Dolores Zohrab Liebmann, with Torkom Manoogian (d. 2012), former Primate of the Eastern Diocese and later Patriarch of Jerusalem, and Vazgen I, Catholicos of All Armenians during the opening ceremony of the Zohrab Center in 1987

Dolores Zohrab was born in Constantinople, Ottoman Empire, a daughter of famed writer and a parliament member Krikor Zohrab and his wife Clara. At the age of 19, Dolores Zohrab Liebmann witnessed the arrest and deportation of her father from her family's residence in Constantinople as part of the Armenian genocide. This event would deeply impact her life, for her father would be eventually killed. Dolores, her mother and sister Herminé subsequently fled to Europe via Austria and Romania and arriving in Paris, France in order to reunite with her two brothers Aram and Leon. After the death of her mother, Zohrab moved to Romania, where in 1932 she married an American businessman, Henry L. Liebmann, grandson of Samuel Liebmann of the Jewish American Liebmann family famously associated with the Brooklyn-based Rheingold Beer company. They moved to the United States, and in 1934 Dolores Zohrab Liebmann became a naturalized American citizen.

==Philanthropy==
In 1950, Henry Liebmann died, and Dolores Zohrab Liebmann devoted the remainder of her life to charitable work, in particular education and research. She made an endowment to support academic programs in Armenian studies, and also established The Krikor and Clara Zohrab Fellowship at Columbia University. She also supported research at the Rockefeller University and the New York Public Library. On November 8, 1987 the Krikor and Clara Zohrab Information Center was established at the Diocese of the Armenian Church of America in New York City. Through its comprehensive library holdings and educational programs, the Center supports research and learning in all areas of Armenian Studies. The inauguration of the Center was attended by Vazgen I, Catholicos of All Armenians, and Archbishop Torkom Manoogian, then the Primate of the Eastern Diocese of the Armenian Church in America and later Armenian Patriarch of Jerusalem.

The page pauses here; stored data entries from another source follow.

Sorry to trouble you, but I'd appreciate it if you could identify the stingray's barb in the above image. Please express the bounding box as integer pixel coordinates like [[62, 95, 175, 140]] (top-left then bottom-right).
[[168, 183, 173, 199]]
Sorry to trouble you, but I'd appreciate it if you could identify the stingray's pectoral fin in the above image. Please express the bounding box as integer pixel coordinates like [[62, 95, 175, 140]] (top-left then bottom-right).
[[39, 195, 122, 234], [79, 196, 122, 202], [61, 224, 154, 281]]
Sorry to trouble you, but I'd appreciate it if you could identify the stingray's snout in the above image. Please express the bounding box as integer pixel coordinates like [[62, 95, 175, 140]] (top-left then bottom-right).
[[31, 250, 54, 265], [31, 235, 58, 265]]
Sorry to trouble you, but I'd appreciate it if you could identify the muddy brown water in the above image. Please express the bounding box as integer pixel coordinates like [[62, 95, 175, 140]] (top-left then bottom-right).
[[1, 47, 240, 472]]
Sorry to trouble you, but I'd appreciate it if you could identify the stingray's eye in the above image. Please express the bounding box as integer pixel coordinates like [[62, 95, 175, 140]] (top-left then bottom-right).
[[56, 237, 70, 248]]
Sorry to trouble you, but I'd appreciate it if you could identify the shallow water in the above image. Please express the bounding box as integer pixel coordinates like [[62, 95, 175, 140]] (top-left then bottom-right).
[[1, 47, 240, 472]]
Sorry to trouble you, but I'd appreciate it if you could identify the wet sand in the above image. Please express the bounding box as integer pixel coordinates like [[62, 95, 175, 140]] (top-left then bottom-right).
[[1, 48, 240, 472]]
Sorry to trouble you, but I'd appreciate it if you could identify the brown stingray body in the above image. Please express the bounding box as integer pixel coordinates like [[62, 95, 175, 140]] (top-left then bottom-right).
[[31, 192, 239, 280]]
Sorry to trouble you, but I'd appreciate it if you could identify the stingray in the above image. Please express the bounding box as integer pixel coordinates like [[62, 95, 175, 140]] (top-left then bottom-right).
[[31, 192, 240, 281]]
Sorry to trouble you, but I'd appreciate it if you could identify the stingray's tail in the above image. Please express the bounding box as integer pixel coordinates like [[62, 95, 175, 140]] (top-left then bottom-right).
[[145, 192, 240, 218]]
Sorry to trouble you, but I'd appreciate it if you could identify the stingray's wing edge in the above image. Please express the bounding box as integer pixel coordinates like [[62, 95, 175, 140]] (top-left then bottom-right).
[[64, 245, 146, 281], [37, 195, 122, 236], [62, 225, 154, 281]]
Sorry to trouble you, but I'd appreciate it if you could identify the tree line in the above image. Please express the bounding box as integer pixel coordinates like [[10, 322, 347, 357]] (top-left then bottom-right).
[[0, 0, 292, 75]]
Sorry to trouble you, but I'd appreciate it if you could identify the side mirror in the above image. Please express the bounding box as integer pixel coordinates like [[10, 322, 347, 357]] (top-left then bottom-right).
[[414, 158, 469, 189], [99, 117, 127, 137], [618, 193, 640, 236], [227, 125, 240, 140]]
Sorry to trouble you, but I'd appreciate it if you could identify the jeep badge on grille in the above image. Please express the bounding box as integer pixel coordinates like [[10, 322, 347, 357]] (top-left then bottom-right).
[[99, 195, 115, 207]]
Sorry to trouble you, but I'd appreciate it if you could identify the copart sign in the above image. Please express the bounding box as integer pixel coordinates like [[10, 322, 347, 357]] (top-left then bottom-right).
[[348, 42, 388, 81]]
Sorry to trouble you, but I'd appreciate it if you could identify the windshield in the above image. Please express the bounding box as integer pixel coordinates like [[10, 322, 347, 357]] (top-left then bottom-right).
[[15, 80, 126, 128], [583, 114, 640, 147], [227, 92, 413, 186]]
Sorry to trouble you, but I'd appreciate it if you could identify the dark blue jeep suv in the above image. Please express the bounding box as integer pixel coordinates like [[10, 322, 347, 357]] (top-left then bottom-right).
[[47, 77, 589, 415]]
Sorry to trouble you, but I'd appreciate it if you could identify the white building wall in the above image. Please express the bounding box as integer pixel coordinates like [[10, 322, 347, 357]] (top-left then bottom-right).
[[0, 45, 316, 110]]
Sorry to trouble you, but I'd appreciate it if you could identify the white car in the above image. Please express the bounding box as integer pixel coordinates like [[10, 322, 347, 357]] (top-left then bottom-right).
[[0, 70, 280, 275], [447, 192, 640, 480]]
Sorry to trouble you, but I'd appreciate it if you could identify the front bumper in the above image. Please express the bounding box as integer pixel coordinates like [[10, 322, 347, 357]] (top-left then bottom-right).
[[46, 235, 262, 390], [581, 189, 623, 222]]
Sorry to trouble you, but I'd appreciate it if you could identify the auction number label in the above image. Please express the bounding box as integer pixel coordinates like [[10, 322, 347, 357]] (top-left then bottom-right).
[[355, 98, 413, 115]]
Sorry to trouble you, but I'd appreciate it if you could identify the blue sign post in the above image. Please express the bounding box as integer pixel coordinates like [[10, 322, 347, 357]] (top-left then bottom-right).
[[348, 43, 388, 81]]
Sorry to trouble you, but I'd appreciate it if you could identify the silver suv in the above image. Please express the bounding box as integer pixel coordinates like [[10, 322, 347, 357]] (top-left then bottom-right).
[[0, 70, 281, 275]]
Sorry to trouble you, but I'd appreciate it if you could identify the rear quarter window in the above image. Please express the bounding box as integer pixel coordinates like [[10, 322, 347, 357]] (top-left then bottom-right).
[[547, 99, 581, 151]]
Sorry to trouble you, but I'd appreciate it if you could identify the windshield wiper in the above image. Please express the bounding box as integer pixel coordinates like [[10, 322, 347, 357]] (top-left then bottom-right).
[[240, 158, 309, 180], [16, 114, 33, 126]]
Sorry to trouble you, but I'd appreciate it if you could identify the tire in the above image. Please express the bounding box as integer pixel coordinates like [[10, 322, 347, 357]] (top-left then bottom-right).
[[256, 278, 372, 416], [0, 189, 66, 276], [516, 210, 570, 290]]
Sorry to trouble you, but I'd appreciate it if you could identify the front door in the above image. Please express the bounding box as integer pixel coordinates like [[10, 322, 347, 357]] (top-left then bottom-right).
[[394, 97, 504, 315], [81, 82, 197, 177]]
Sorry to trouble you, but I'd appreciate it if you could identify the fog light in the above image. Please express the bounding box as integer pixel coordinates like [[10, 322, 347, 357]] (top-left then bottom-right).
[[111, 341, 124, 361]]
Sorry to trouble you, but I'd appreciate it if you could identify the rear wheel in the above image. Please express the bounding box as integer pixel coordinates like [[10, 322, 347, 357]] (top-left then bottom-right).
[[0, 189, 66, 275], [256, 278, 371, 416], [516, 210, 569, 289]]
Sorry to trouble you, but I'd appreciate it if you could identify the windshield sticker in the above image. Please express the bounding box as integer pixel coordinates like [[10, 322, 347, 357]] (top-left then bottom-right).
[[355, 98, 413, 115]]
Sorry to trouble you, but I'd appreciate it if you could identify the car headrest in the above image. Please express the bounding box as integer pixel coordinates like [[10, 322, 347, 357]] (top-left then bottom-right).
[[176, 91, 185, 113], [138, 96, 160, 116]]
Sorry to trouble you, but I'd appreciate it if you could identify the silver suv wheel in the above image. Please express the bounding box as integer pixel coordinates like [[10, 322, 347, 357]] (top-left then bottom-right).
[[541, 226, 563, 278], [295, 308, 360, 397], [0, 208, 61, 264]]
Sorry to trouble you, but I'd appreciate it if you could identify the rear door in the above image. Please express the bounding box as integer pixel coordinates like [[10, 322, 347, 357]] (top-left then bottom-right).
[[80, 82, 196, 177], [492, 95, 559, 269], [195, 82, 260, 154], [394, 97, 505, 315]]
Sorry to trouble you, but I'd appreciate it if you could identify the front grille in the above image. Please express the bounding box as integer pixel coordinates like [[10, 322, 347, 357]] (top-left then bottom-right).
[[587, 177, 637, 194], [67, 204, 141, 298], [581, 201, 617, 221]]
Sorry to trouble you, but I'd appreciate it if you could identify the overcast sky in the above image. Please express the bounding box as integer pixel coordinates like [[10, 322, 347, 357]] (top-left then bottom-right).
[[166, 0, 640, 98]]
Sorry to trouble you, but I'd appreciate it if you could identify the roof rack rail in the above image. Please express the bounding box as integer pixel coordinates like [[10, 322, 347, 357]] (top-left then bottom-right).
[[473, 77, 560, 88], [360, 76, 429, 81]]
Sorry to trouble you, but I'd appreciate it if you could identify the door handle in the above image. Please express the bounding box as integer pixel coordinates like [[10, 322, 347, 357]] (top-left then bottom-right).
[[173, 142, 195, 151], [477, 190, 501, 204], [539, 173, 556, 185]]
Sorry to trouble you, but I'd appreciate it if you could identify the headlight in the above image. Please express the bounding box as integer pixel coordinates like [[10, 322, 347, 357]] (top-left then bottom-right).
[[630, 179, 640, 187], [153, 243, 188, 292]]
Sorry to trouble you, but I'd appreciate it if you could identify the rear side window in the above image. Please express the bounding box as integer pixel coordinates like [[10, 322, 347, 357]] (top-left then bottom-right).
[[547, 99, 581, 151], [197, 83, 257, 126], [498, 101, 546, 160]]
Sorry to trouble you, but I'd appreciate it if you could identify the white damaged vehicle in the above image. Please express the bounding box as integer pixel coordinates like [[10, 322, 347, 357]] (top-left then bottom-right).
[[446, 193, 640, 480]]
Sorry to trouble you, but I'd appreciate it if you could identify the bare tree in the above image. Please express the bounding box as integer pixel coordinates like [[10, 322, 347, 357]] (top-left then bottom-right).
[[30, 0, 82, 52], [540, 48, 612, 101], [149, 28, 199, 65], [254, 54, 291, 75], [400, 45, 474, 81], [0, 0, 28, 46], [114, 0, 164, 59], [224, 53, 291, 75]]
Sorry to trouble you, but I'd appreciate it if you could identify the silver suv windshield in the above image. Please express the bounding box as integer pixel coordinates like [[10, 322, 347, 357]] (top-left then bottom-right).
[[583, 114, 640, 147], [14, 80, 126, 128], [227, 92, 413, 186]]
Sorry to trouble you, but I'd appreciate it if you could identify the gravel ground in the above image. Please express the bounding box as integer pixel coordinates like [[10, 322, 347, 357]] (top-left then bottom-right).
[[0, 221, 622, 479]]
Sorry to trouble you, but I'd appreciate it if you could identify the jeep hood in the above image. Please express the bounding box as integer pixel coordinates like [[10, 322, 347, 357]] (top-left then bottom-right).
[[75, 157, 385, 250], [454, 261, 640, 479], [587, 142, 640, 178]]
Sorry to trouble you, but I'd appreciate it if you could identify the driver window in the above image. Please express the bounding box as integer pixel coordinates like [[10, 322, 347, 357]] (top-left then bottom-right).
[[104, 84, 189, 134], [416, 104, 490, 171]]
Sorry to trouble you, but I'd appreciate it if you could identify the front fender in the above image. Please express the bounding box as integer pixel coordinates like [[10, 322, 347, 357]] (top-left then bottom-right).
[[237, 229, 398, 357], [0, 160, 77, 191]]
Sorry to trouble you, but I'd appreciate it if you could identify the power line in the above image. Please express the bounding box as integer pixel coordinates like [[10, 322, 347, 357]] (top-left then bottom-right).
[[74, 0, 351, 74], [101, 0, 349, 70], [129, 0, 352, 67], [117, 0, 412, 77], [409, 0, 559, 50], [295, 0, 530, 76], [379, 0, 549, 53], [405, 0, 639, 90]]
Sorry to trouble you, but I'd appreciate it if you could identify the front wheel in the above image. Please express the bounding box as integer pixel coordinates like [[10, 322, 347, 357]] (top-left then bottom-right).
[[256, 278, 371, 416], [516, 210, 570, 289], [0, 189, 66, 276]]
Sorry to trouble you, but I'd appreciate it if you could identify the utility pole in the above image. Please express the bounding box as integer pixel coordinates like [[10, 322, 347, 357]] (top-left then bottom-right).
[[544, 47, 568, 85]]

Dolores Zohrab Liebmann died in 1991, and the Dolores Zohrab Liebmann Fund was established posthumously.

==Legacy==
She was granted the Saint Nerses Shnorhali Medal from the former Catholicos of All Armenians, Vazgen I.

The philanthropic legacy of Dolores Liebmann is kept alive today and continues to sponsor numerous educational programs and philanthropic activities.